Le strade che portano al Duce
di Michele Serra
"Il razzismo ha da essere cibo di tutti e per tutti, se veramente vogliamo che in Italia sia viva la coscienza della razza.
Altrimenti finiremo per fare il gioco dei meticci e degli ebrei.
Non c’è che un attestato col quale si possa imporre l’altolà al meticciato e all’ebraismo: l’attestato del sangue".
Quando scrisse queste parole sulla Difesa della razza , nel 1942, Giorgio Almirante aveva quasi trent’anni. Non era un ragazzino inconsapevole travolto dal fanatismo, ma un funzionario del fascismo. Tale rimase aderendo alla Repubblica Sociale, poi fondando il Msi e guidandolo per tutta la vita. Bene ospitato, lui e tanti altri camerati, nel Parlamento di una democrazia che, se avessero vinto loro, non sarebbe mai nata.
Il Comune di Alessandria, giunta di centrodestra (compresi i "liberali" di Forza Italia), ha deciso di dedicargli una strada. Il promotore dell’idea, il consigliere Locci, spiega che «con questa intitolazione si riconosce il diritto alla memoria di una comunità politica che dal 1948 è stata il riferimento di milioni e milioni di italiani».
È una spiegazione corretta di che cosa significhi intitolare una strada ad Almirante: significa intitolarla al fascismo e alle sue lunghe propaggini neofasciste, che per diverse generazioni, anche sotto democrazia, hanno dato voce agli italiani (non pochi) che inneggiano al Duce.
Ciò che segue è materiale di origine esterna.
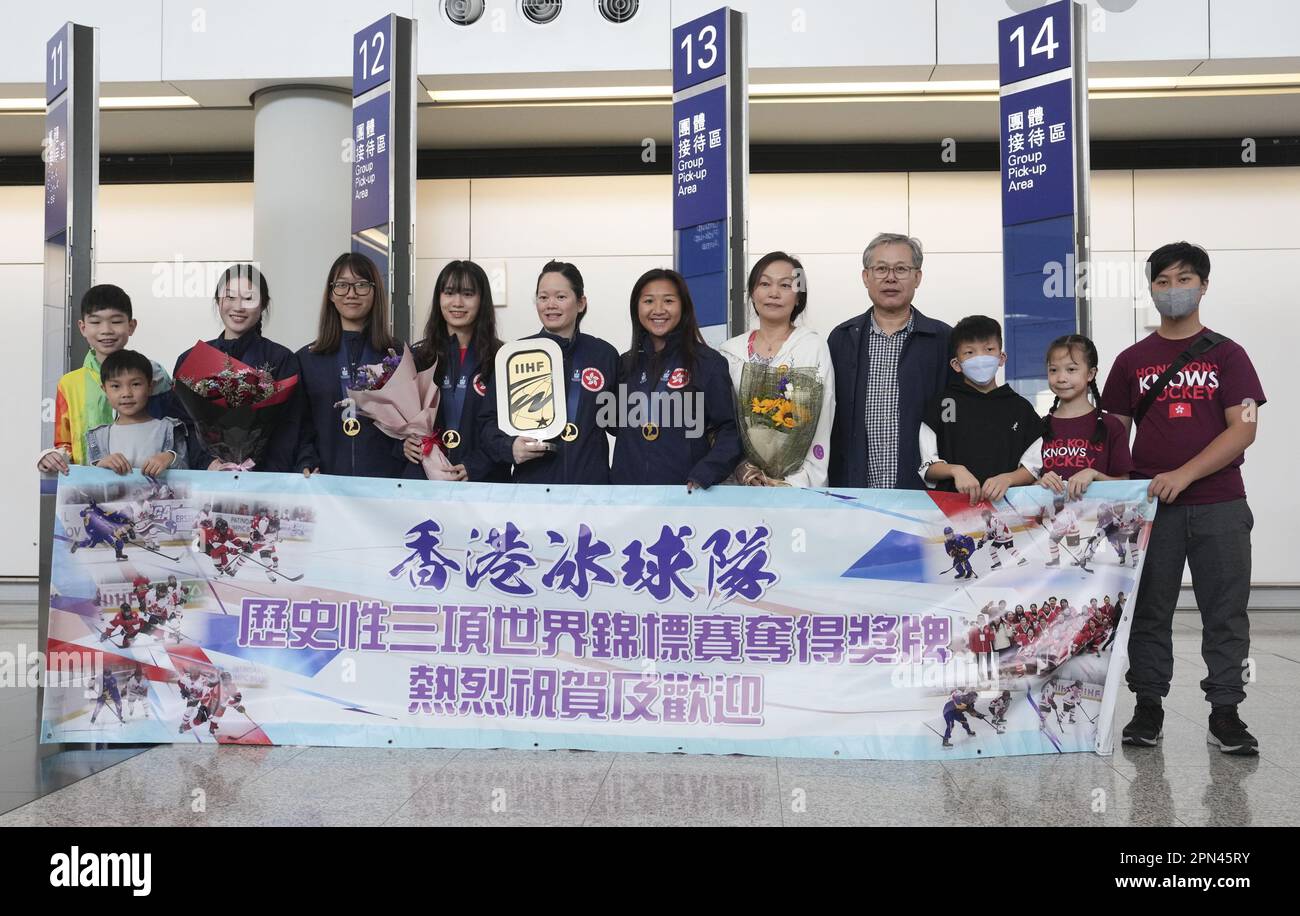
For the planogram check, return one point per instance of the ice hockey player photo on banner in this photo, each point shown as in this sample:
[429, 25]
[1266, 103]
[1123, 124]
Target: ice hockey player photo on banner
[276, 610]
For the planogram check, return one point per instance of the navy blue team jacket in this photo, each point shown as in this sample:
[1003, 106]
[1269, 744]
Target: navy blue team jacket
[254, 350]
[672, 458]
[323, 443]
[462, 381]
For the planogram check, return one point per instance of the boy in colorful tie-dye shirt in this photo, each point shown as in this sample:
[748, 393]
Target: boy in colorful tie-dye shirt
[107, 324]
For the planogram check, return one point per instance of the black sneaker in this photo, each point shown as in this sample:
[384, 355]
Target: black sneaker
[1144, 729]
[1229, 732]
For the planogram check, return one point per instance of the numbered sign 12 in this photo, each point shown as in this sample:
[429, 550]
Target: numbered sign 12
[700, 50]
[1034, 43]
[372, 56]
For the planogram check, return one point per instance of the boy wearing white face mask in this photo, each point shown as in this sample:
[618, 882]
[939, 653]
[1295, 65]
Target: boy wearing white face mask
[1194, 396]
[979, 438]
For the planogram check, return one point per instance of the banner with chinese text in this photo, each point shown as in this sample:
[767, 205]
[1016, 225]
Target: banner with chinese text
[272, 608]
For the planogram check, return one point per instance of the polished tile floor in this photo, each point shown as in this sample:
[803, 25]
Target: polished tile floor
[1182, 782]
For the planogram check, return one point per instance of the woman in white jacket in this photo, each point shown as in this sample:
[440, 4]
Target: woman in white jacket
[778, 291]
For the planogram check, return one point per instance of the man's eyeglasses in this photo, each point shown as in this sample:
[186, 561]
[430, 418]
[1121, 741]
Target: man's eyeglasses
[362, 287]
[900, 270]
Alle tante giunte comunali di destra che, in tutta Italia, pretendono che la toponomastica onori Almirante, manca dunque un piccolo salto: di qualità, di coerenza, di coraggio. Chiedano di intitolare piazze e strade direttamente a Benito Mussolini, tanto per chiarire non a noi, che non ne abbiamo bisogno, ma a loro stessi, quale intenzione li anima.